Adam Albright, MIT
Friday, December 12th at 4 pm, Stevenson Fireside Lounge
Testing phonological biases with Artificial Grammar learning experiments
Go back to ColloquiaAs with most linguistic input, the data that children receive about phonological patterns is rife with ambiguity. For example, children hearing voicing alternations in German ([diːp] ~ [diːbə] ‘thief-sg./pl.’, [maʊs] ~ [mɔɪzɐ] ‘mouse-sg./pl.’) receive no evidence as to whether a single final devoicing process affects all word-final obstruents, or just the subset of obstruents that German happens to have, or whether separate processes affect different subsets of segments. Thus, the data radically underdetermines the analysis (poverty of the stimulus), and learners must employ prior biases in order to favor one analysis over another. By observing how speakers extend alternations to novel words, strings, and segments, it is possible to gain insight into these biases—e.g., a preference for simpler rules may lead them to generalize devoicing to as broad a class of segments as possible, while a preference for typologically common rules favor generalization of devoicing to other obstruents, but not to sonorants. In this talk, I present experimental evidence test three types of bias: (1) a bias against alternations, favoring uniform paradigms (McCarthy 1998); (2) a bias in favor of alternations that target broader classes of segments (Peperkamp et al. 2006); (3) a substantive bias against perceptually salient alternations (Steriade 2001).

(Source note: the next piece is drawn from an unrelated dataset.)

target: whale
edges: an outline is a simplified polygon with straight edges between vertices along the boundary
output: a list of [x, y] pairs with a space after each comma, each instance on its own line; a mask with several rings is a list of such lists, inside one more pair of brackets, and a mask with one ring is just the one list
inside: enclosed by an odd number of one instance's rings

Learners’ biases were probed using Artificial Grammar experiments, in which adult English speakers were taught singular~plural pairs in a “Martian language”, and were then asked to produce or rate plural forms. In all of the languages reported here, obstruent-final stems exhibited voicing or continuancy alternations (dap~dabi, brup~brufi). A premise of learning biases is that the less data learners have received, the more their behavior will reflect prior biases. In the first set of experiments, we manipulated the amount of data that learners received by varying the frequency of alternations across different segments, in order to test how generalization changes with increasing amounts of data. For example, if learners are biased to expect non-alternation, we expect fewer alternating responses for languages with less data about obstruents, and for rarer segments within a language. If learners expect alternations to apply to broad classes of segments, we expect processes affecting attested segments to be generalized to unattested or rarer segments. Finally, if learners are biased to expect certain alternations (e.g., voicing) over others (e.g., continuancy), we expect participants to generalize preferred alternations at higher rates than dispreferred alternations. In a second set of experiments, we independently manipulated the evidence that learners received for alternation and also non-alternation, in order to test whether the preference for non-alternation is purely a prior bias (OO-Faith » Markedness), or whether it is learned on the basis of data from non-alternating paradigms. The results show that increasing the number of training items with alternating paradigms significantly increases the probability of choosing alternations in the test phase, while increasing the number of items with non-alternating paradigms does not increase the probability of selecting a uniform paradigm. Thus, the results are generally support a prior bias for uniform paradigms.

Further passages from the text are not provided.